C'était au début de l'an de disgrâce 2007 et je me désespérais au spectacle des rues éventrées, des boulevards atrophiés, des panneaux à décor de gazoducs expliquant la circulation dans les quartiers verts. Je voyais le visage de Paris, ma ville bien aimée, balafré sans aucune réaction des indignés chroniques de l'intelligentsia. Le peuple parisien, avec ce bon sens qui court-circuite ses neurones, s'agaçait bien du creusement de cette taupinière municipale. Mais, nulle part, les grandes consciences ne posaient les bonnes questions. Quant aux journaux, ils reprenaient les communiqués de presse de la mairie.

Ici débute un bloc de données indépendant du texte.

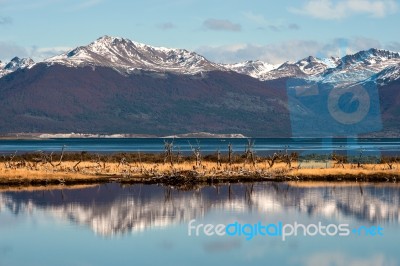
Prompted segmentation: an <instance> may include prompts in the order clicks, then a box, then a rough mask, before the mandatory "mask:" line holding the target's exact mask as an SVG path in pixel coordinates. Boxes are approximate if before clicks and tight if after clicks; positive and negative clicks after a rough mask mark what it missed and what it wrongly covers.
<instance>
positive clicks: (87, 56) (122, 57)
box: [0, 36, 400, 86]
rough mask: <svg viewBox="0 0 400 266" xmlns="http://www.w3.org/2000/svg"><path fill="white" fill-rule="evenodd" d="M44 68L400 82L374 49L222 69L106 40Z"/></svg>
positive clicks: (187, 53)
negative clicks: (225, 73)
mask: <svg viewBox="0 0 400 266" xmlns="http://www.w3.org/2000/svg"><path fill="white" fill-rule="evenodd" d="M44 63H45V64H46V65H48V66H51V65H54V64H61V65H64V66H67V67H84V66H91V67H108V68H112V69H114V70H117V71H118V72H120V73H122V74H130V73H133V72H135V71H137V70H146V71H153V72H161V73H165V72H172V73H176V74H185V75H192V74H197V73H201V72H209V71H234V72H237V73H240V74H244V75H248V76H251V77H253V78H256V79H258V80H261V81H267V80H275V79H279V78H290V77H294V78H303V79H308V80H312V81H316V82H322V83H332V84H335V85H340V86H343V85H346V84H353V83H358V82H364V81H367V80H370V79H371V78H376V77H378V73H380V72H382V71H384V72H385V73H384V75H385V77H384V79H386V80H392V79H394V78H396V76H395V77H393V78H391V77H389V76H388V75H390V73H392V72H393V75H396V73H397V72H396V70H395V69H392V67H393V66H397V65H398V64H400V55H399V53H396V52H390V51H386V50H379V49H369V50H366V51H360V52H358V53H355V54H352V55H346V56H344V57H342V58H335V57H330V58H317V57H314V56H308V57H306V58H303V59H301V60H299V61H297V62H285V63H283V64H281V65H272V64H269V63H266V62H262V61H258V60H256V61H245V62H242V63H236V64H219V63H214V62H211V61H209V60H207V59H206V58H204V57H203V56H201V55H199V54H197V53H195V52H191V51H187V50H184V49H171V48H164V47H153V46H150V45H146V44H142V43H138V42H134V41H131V40H128V39H124V38H117V37H110V36H103V37H101V38H99V39H97V40H96V41H94V42H92V43H90V44H89V45H87V46H80V47H77V48H75V49H73V50H71V51H69V52H66V53H63V54H61V55H58V56H55V57H52V58H49V59H46V60H45V61H44ZM34 65H35V63H34V62H33V60H31V59H29V58H27V59H26V58H23V59H20V58H18V57H15V58H13V59H12V60H11V62H9V63H7V64H6V63H1V62H0V78H1V77H3V76H5V75H7V74H9V73H12V72H14V71H16V70H17V69H24V68H31V67H32V66H34ZM386 68H388V69H387V71H385V69H386ZM382 75H383V74H382Z"/></svg>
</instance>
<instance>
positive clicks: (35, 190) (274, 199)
mask: <svg viewBox="0 0 400 266" xmlns="http://www.w3.org/2000/svg"><path fill="white" fill-rule="evenodd" d="M192 220H195V222H194V223H193V224H194V225H198V224H200V223H203V224H214V225H216V224H225V225H229V224H234V223H236V224H242V225H244V224H246V223H249V224H257V223H258V222H261V223H262V224H278V223H283V224H294V223H295V222H297V223H301V224H304V225H310V224H318V223H319V222H321V223H322V224H324V225H330V224H334V225H340V224H347V225H348V226H349V228H350V229H354V228H360V227H362V226H364V228H372V227H373V226H375V228H378V227H381V228H383V231H382V233H383V235H375V236H372V235H369V234H366V233H365V232H366V231H365V232H364V231H363V232H362V233H361V234H355V233H351V234H350V235H348V236H339V235H335V236H326V235H325V236H322V235H316V236H310V235H307V236H304V235H302V234H300V235H298V236H288V237H287V238H286V239H285V241H283V240H282V237H281V236H279V235H278V236H271V235H267V236H262V235H256V236H254V237H253V238H252V239H251V240H246V236H245V235H235V236H231V235H227V234H226V235H224V236H218V235H213V236H207V235H205V234H199V236H195V235H194V234H192V235H191V236H189V235H188V224H189V222H190V221H192ZM192 233H193V231H192ZM399 240H400V185H399V184H394V183H387V184H363V183H256V184H235V185H233V184H232V185H220V186H205V187H198V188H197V189H195V190H190V191H180V190H177V189H174V188H171V187H164V186H159V185H125V186H122V185H120V184H115V183H109V184H103V185H92V186H82V187H78V188H70V187H65V188H62V189H52V190H46V189H38V188H36V189H31V190H30V191H2V192H0V265H171V266H172V265H174V266H179V265H219V266H220V265H316V266H317V265H318V266H321V265H322V266H323V265H400V252H399Z"/></svg>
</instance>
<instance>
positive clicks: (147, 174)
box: [0, 162, 400, 188]
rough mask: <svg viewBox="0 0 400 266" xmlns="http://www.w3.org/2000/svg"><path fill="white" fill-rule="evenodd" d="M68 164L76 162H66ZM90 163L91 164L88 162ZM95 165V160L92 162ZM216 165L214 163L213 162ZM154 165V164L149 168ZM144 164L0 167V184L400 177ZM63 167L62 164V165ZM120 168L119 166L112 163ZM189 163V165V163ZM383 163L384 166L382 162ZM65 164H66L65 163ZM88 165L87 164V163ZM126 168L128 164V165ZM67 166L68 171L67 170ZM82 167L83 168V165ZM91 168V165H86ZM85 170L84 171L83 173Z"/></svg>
mask: <svg viewBox="0 0 400 266" xmlns="http://www.w3.org/2000/svg"><path fill="white" fill-rule="evenodd" d="M66 164H69V165H73V164H76V162H70V163H66ZM87 164H90V163H87ZM92 164H93V163H92ZM211 164H214V165H215V163H211ZM149 165H151V166H152V167H149ZM149 165H146V166H147V167H146V166H143V167H135V166H130V167H132V168H134V169H132V168H131V169H130V171H132V172H130V173H129V172H127V170H126V169H122V168H121V167H120V168H121V169H119V172H117V171H110V172H109V173H101V172H97V171H96V170H94V171H86V172H85V171H82V170H76V172H75V171H71V170H69V169H70V168H68V167H67V168H61V169H56V170H54V169H52V170H50V169H48V168H47V169H38V170H26V169H22V171H21V169H4V167H0V187H1V188H4V187H21V186H50V185H66V186H73V185H91V184H101V183H110V182H117V183H120V184H161V185H170V186H177V187H191V186H196V185H213V184H224V183H251V182H268V181H269V182H290V181H294V182H310V181H316V182H321V181H323V182H332V183H336V182H370V183H387V182H391V183H397V181H398V180H400V171H399V169H392V170H370V169H352V168H351V165H350V164H349V165H347V164H346V165H344V168H322V169H321V168H314V169H312V168H305V169H304V168H300V169H296V168H292V169H285V168H283V167H281V166H279V165H278V166H276V167H273V168H267V169H266V168H264V169H263V168H255V169H251V168H252V167H250V166H249V167H243V166H240V167H238V166H235V167H232V169H227V170H224V169H220V170H219V171H218V170H214V171H213V170H212V169H213V168H212V169H211V170H210V171H207V170H204V169H201V170H199V169H195V170H193V169H190V170H189V169H177V168H174V169H172V168H171V169H168V168H169V167H167V169H166V170H158V171H155V170H154V169H155V168H154V165H156V164H154V165H153V164H149ZM61 166H62V165H61ZM113 166H114V167H117V165H113ZM186 166H187V165H186ZM380 166H383V165H380ZM64 167H65V166H64ZM86 167H88V166H86ZM125 167H126V166H125ZM186 168H188V167H186ZM67 169H68V170H67ZM81 169H82V168H81ZM86 169H90V168H86ZM81 171H82V172H81Z"/></svg>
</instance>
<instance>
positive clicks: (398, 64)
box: [367, 64, 400, 86]
mask: <svg viewBox="0 0 400 266" xmlns="http://www.w3.org/2000/svg"><path fill="white" fill-rule="evenodd" d="M399 78H400V64H397V65H393V66H389V67H387V68H385V69H384V70H382V71H381V72H379V73H378V74H376V75H374V76H372V77H371V78H369V79H368V80H367V81H373V82H375V83H377V84H378V85H380V86H383V85H386V84H389V83H390V82H393V81H395V80H398V79H399Z"/></svg>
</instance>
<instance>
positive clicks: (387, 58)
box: [317, 49, 400, 85]
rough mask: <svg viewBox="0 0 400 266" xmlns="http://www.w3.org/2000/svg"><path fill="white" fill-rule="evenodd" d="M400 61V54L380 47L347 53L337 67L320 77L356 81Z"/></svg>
mask: <svg viewBox="0 0 400 266" xmlns="http://www.w3.org/2000/svg"><path fill="white" fill-rule="evenodd" d="M399 63H400V54H399V53H395V52H390V51H386V50H379V49H369V50H367V51H360V52H358V53H356V54H353V55H346V56H344V57H343V58H341V59H340V60H339V61H338V65H337V67H335V68H329V69H327V70H326V71H325V72H324V73H322V74H321V75H320V76H319V77H317V78H318V79H319V81H321V82H324V83H341V84H342V85H345V84H349V83H356V82H360V81H363V80H366V79H369V78H371V77H373V76H374V75H376V74H378V73H379V72H381V71H383V70H385V69H386V68H388V67H389V68H390V67H392V66H393V65H397V64H399Z"/></svg>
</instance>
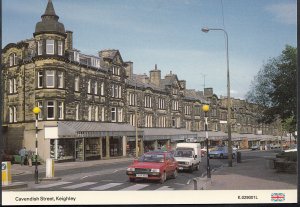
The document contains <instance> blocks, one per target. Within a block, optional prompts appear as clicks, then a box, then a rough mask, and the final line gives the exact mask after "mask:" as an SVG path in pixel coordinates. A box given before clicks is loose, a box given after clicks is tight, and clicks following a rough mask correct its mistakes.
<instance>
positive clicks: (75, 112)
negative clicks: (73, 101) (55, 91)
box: [75, 104, 79, 120]
mask: <svg viewBox="0 0 300 207" xmlns="http://www.w3.org/2000/svg"><path fill="white" fill-rule="evenodd" d="M75 119H76V120H79V104H76V108H75Z"/></svg>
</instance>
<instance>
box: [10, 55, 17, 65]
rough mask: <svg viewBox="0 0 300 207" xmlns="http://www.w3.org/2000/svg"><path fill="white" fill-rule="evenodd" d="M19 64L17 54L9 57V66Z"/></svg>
mask: <svg viewBox="0 0 300 207" xmlns="http://www.w3.org/2000/svg"><path fill="white" fill-rule="evenodd" d="M16 64H17V55H16V53H12V54H10V55H9V66H14V65H16Z"/></svg>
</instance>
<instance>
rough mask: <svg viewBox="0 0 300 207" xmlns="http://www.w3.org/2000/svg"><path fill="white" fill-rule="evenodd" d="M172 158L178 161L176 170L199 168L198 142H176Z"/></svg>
mask: <svg viewBox="0 0 300 207" xmlns="http://www.w3.org/2000/svg"><path fill="white" fill-rule="evenodd" d="M174 158H175V159H176V161H177V163H178V170H189V171H190V172H193V170H199V168H200V162H201V145H200V143H191V142H184V143H177V145H176V150H175V153H174Z"/></svg>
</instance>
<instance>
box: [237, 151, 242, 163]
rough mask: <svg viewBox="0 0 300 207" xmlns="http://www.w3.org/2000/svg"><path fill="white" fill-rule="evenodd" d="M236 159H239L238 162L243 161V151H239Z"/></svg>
mask: <svg viewBox="0 0 300 207" xmlns="http://www.w3.org/2000/svg"><path fill="white" fill-rule="evenodd" d="M236 161H237V163H241V162H242V153H241V152H237V156H236Z"/></svg>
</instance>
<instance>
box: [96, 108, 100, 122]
mask: <svg viewBox="0 0 300 207" xmlns="http://www.w3.org/2000/svg"><path fill="white" fill-rule="evenodd" d="M95 121H99V107H98V106H96V107H95Z"/></svg>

Parce que j'avais autre chose à faire, je me taisais. Autre chose à faire … c'est un alibi pour la lâcheté ou la fainéantise, non ? Et puis, un jour, le hasard me conduisit aux abords d'une gare du Nord transformée en une immense foire au poteau, un jamboree des réverbères. Trop c'était trop et plus encore. Maltraiter ainsi le sanctuaire où les dernières friteries de Paris ont survécu jusqu'au milieu des années 1980 …
Prostré et accablé, j'entendis soudain comme une voix. Le préfet Haussmann ! D'outre-tombe, il m'apostrophait, moi, misérable vivant. Quel honneur insigne …
Une conversation riche d'enseignements s'ensuivit. Par respect pour son œuvre et ses titres nobiliaires, je lui ai demandé de bien vouloir la rapporter lui-même et préfacer ainsi mon ouvrage. Je sais bien que, dans notre époque d'impiété, beaucoup douteront que ce témoignage soit authentique. Tant pis pour eux.